And a theme or two. And an opportunity for Great Evil!

It was an accident, I swear. One of those hippie-dippie things I do that everybody thinks are out of character (so blame the author, I say) worked out better than I expected it to.

As foster-kid Paul puts it, what had happened was: I got slightly stuck & didn’t want to keep writing. The short version here is that I’d screwed something up and was going in the wrong direction somehow. Only, just like every other time this has happened, I convinced myself all I needed was to figure out what to do next. And not even big-picture stuff…just write the next line, and it’ll inspire another, and so on. Sort of like (road-trip analogy alert!) driving at night. Your headlights don’t illuminate a huge area, but if you just keep going you can cross a continent that way.

So, in the absence of the small-scale good sense I should have internalized by now & actually needed to deal with this specific problem (in other words I needed to back up & figure out where I’d gone wrong, delete as needed, and proceed), I decided to try listening to some “affirmations” Lawrence Block—from whom I also stole that headlights/continent analogy, by the way, which is a hell of a thing to admit—once recorded for his “Write for your Life” seminars. Which I didn’t attend.

Now…I don’t know that these would work for everybody. It probably helps a lot that I love his fiction, so I’m willing to listen to what he says about the creation thereof. And it probably helps that he’s said an awful lot on the topic, in many columns (which I’ve never read) and collected into a few books (which I’ve multiply devoured). Plus, I met him once at a book signing in San Antonio, and he’s sort of an icon to me. So…I listen to him, literally, when I play the mp3 files.

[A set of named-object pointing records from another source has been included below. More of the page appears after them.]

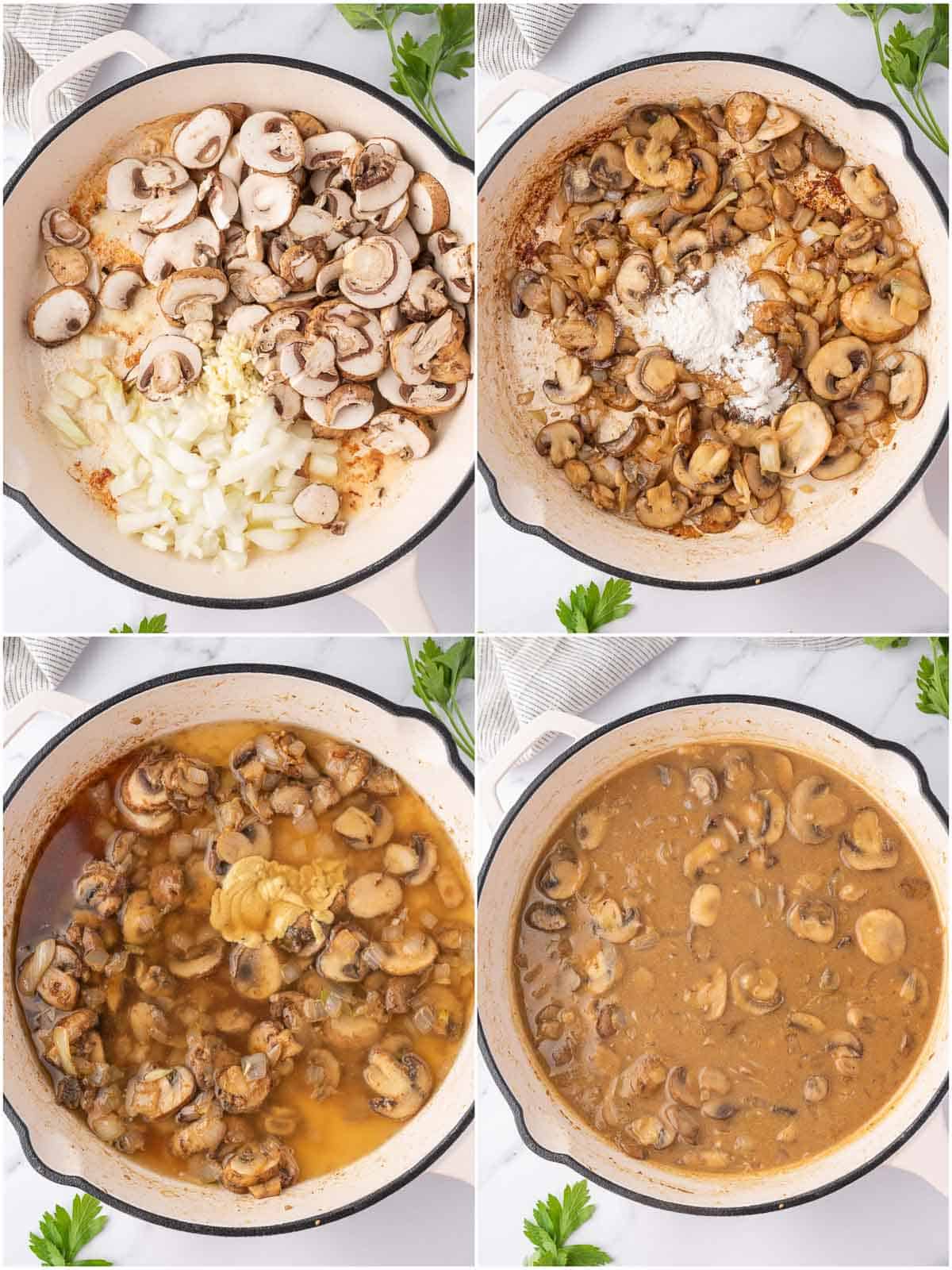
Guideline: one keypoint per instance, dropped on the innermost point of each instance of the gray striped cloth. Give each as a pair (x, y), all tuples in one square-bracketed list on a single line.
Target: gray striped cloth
[(37, 664), (522, 676), (514, 37), (36, 37)]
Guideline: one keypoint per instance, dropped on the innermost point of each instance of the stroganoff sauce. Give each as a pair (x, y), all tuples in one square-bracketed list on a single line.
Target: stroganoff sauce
[(729, 959), (325, 1128)]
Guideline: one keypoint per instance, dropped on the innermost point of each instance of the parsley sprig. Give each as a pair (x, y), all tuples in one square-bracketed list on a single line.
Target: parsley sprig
[(448, 51), (63, 1235), (905, 56), (148, 626), (932, 675), (437, 675), (587, 607), (552, 1222)]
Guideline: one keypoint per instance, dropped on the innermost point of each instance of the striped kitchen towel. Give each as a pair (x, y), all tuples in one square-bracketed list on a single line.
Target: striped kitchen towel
[(520, 677), (514, 37), (36, 37), (37, 664)]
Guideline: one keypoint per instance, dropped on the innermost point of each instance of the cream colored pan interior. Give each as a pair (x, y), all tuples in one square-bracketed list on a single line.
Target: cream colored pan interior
[(517, 353)]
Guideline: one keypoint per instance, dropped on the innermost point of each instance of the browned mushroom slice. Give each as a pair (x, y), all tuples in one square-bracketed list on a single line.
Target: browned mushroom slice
[(60, 314)]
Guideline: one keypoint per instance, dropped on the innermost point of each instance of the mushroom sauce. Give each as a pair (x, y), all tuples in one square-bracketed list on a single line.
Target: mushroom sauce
[(247, 956), (647, 209), (729, 959)]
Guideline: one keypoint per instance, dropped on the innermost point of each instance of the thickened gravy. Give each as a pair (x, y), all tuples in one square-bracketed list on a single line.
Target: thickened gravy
[(245, 956), (729, 959)]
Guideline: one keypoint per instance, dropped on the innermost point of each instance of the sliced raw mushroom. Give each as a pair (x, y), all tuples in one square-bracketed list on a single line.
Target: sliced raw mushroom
[(814, 810), (60, 314), (400, 1083), (194, 244), (376, 273), (393, 432), (271, 144), (202, 140), (865, 846), (374, 895), (317, 505), (60, 229), (168, 366), (881, 935), (190, 295), (120, 287), (267, 202), (429, 206)]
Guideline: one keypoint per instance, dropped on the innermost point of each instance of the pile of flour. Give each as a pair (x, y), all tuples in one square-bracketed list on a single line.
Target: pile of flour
[(704, 321)]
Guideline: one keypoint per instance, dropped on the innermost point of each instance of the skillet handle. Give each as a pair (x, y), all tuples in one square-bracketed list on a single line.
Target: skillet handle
[(36, 704), (926, 1155), (509, 755), (520, 82), (80, 60), (393, 596), (912, 533)]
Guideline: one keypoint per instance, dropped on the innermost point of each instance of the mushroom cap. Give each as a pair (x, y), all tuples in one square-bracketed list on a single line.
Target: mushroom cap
[(267, 202), (60, 314), (202, 140), (270, 143), (376, 272)]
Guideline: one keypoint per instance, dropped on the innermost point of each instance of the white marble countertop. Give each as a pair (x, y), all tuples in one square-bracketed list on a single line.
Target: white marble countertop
[(888, 1217), (429, 1222), (36, 567), (828, 597)]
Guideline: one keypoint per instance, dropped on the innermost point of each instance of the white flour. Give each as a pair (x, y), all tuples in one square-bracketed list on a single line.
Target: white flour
[(704, 328)]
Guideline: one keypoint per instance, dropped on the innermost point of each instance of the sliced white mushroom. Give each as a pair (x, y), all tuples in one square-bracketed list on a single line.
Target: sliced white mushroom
[(351, 406), (60, 314), (317, 505), (168, 366), (202, 140), (60, 229), (267, 202), (126, 190), (171, 211), (393, 432), (194, 245), (120, 287), (271, 144), (376, 272), (190, 295), (429, 206), (431, 398)]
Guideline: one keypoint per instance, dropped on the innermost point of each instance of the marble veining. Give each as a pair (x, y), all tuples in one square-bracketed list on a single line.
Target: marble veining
[(856, 1226), (391, 1232), (825, 598), (36, 567)]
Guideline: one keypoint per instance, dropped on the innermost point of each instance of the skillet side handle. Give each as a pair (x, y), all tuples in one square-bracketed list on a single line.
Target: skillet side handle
[(89, 55), (393, 596), (912, 533), (509, 755), (17, 718), (520, 82), (926, 1155)]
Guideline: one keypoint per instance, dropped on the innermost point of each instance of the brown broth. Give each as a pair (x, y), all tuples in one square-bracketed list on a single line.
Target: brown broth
[(338, 1130), (613, 1052)]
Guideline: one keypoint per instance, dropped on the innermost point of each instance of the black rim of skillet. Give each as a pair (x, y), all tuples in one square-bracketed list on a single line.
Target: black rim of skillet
[(321, 1219), (298, 597), (911, 482), (516, 1106)]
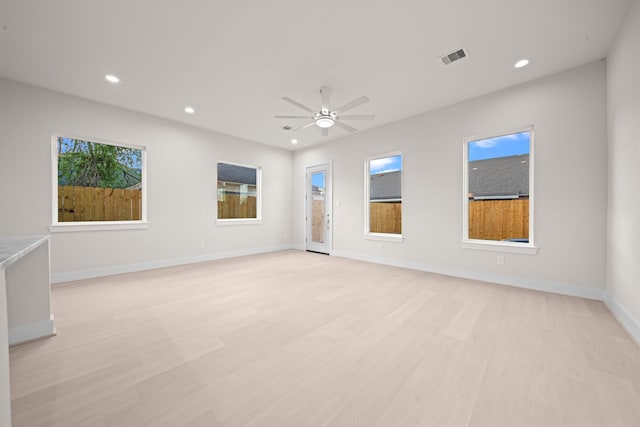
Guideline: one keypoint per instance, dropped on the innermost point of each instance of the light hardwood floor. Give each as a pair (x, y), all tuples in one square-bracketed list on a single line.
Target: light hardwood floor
[(299, 339)]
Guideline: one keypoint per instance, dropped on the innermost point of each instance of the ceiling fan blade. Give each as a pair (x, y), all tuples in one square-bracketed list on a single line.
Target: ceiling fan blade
[(325, 92), (303, 126), (358, 117), (345, 127), (353, 104), (297, 104)]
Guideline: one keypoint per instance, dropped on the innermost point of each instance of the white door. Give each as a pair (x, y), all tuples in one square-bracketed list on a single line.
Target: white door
[(318, 212)]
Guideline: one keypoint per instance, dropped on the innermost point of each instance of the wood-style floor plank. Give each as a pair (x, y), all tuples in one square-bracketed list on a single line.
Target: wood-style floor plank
[(299, 339)]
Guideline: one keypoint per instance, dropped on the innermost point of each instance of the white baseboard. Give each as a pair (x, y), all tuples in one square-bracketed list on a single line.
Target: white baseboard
[(631, 325), (537, 285), (34, 331), (132, 268)]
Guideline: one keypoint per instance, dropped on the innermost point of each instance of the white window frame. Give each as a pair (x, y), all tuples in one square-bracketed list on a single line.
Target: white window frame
[(495, 245), (57, 227), (242, 221), (368, 235)]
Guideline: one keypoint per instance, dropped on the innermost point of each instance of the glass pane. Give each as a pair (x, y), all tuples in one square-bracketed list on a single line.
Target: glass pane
[(498, 184), (385, 195), (98, 182), (318, 207), (237, 191)]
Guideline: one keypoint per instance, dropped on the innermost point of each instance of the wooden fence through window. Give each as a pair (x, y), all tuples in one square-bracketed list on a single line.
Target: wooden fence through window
[(385, 217), (235, 206), (98, 204), (499, 219)]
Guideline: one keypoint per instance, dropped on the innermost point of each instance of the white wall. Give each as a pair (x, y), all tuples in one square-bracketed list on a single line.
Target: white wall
[(568, 113), (181, 166), (623, 243)]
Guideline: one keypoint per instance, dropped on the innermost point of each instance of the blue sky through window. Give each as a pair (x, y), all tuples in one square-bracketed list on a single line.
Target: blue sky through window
[(385, 164), (500, 146)]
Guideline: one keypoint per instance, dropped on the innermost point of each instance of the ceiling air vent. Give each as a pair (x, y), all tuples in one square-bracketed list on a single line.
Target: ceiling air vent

Of course there was a detour—I didn’t have the files handy. They’re probably on an external drive back in our apartment, or maybe on a hard drive in our cabin, but at any rate they weren’t with me. So I spent $10 to buy them again during lunch the day before yesterday. But I didn’t get them until yesterday, because sometimes internet transactions are dumber than they need to be.

Meanwhile I realized my actual problem was that I’d described something I should have shown. IOW I needed a scene with action & characters instead of more-boring exposition. It was only a couple of paragraphs at fault, and at some point I’ll be smart enough to know immediately what’s going on when my fingers refuse to move, but obviously that ain’t yet. So I fixed it and soldiered on.

But then…yesterday at lunch I got the affirmations on my laptop. And I listened to them [NUMBER REDACTED] times, back at the RV. And I thought of a better way to handle that scene. And I realized I could ignore the tentative plan I’d been forming and instead keep the rest of the book consistent with a factoid I’d “accidentally” dropped in, in the first few sentences of the novel. And…I could set the book (in my mind) in a town I’ve lived in, a town against which I had a grudge, a town that once nearly frustrated me into running for office.

And I could fucking blow that town away. In fiction. And probably with a few names changed, serial numbers filed off, and whatever. In a later draft. For me, right now, this book is right where it needs to be.

So…I acquired a Master Plan. Which may change, of course.

Did I burn incense whilst listening to the affirmations? Or at least light a few candles? Were there an unusual number or severity of animal or human sacrifices? At which point(s) were I or other participants, if any, nekkid and howling at the moon with our bloody teeth pointed somewhat south of west? Was that a dust storm here in the East? Or mere grave-dirt, greenly unpiled upon a breeze?

Not all will be revealed herein, of course. There are (un)holy covenants involved, and also if I told you exactly what to do you’d just write your own books instead of reading mine.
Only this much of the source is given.